Debra Call files to run for Legislature, entering race for South Anchorage Senate seat

Mark Begich and Debra Call during the 2018 elections.

With less than two months left before the end of the year—and the end of the 2019 fundraising cycle—filings for the 2020 statewide election have been on the uptick with several notable names entering the race.

Monday saw the entry of Debra Call, who ran for lieutenant governor in 2018 on the Democratic ticket as Mark Begich’s running mate. Call filed a letter of intent late Monday with the Alaska Public Offices Commission, a filing that allows her to begin fundraising, signaling her intent to run for state Senate.

We have reached out to Call for comment and will update this post. Call is currently traveling and declined to comment. We’ll have something in the next few weeks.
Call is a resident of the South Anchorage Senate District M, which is currently held by Republican Sen. Josh Revak. Revak was appointed to the position by Gov. Michael J. Dunleavy following the death of Sen. Chris Birch and confirmed earlier this month by Senate Republicans.

Birch won a four-year term in 2018, but state law requires that a special election be held in 2020 for the remainder of the term. The election will appear on the normal primary and general election ballots.

Birch won the district handily in 2018, but the district is far from solidly Republican.

One of the Senate district’s house districts voted for statewide Democratic tickets over the Republican ones. House District 25, which elected Revak, narrowly favored the Begich/Call ticket over Dunleavy as well as independent candidate Alyse Galvin over U.S. Rep. Don Young.

Young and Dunleavy still easily took the entire Senate district thanks to far larger margins of victory in House District 26, which elected Rep. Laddie Shaw.

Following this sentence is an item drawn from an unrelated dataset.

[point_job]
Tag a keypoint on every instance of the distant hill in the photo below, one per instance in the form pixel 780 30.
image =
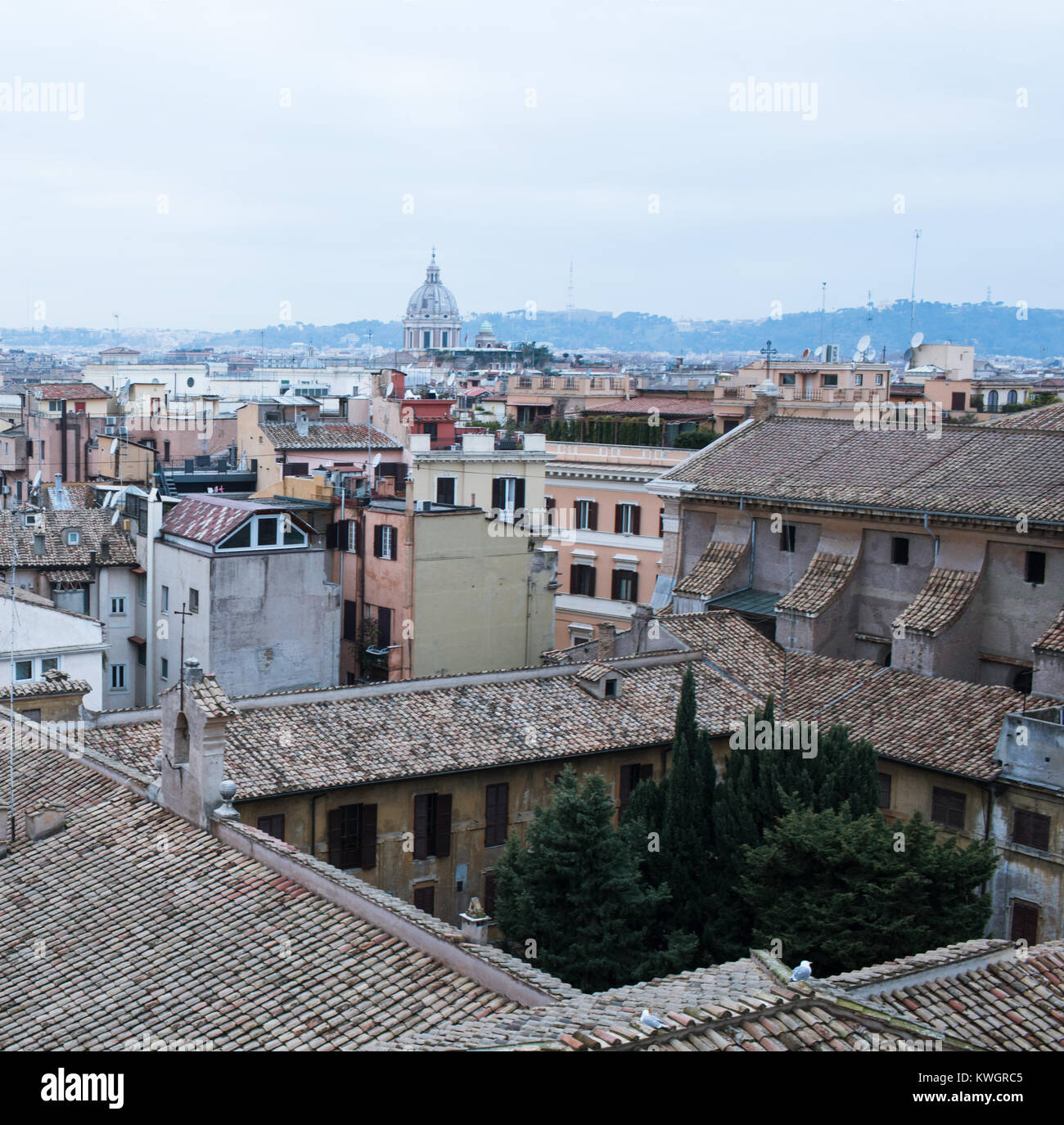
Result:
pixel 994 329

According to recall records, about 8 percent of eligible voters in Senate District M signed the recall petition. The recall campaign collected signatures from 8 percent of eligible voters statewide.

About Call

With plenty of controversy at the top of the gubernatorial race, Call got little media attention during the race. She has a strong resume, previously working as the director of operations at the Alaska Native Heritage Center and serving as the president of the Knik Tribal Council.

During the 2018 campaign, Call was focused primarily on economic and workforce development. If elected, she would be the only Alaska Native legislator living on the road system.

Why it matters

With fundraising limits tied to the calendar year, expect to see plenty more candidates get in before the end of the year to take advantage of the opportunity to get two maximum contributions for donors.

It’s also a prime time for candidates to be testing the waters so it’s possible that many of the letters of intent that we’re seeing filed lately may not ultimately lead to a candidacy in 2020.

Still, the deeply unpopular cuts made by Dunleavy made permanent with the help of his legislative allies is more than enough to fuel opponents’ campaigns.

Anchorage Democratic challenger Liz Snyder reported raising about $35,000 in one fundraiser for her rematch with Republican Rep. Lance Pruitt, who as minority leader has been the face of pro-Dunleavy legislators.

In Homer, ardent Dunleavy ally Republican Rep. Sarah Vance has drawn a challenge by Kenai Peninsula Borough Assembly President Kelly Cooper, an undeclared candidate. Cooper told the Peninsula Clarion that she was frustrated by action in the Alaska Legislature.

“After watching last year’s session I grew extremely frustrated,” she said. “I decided to run to reject the partisan dysfunction and instead carry forward the independent traditions of the Alaska I know and love.”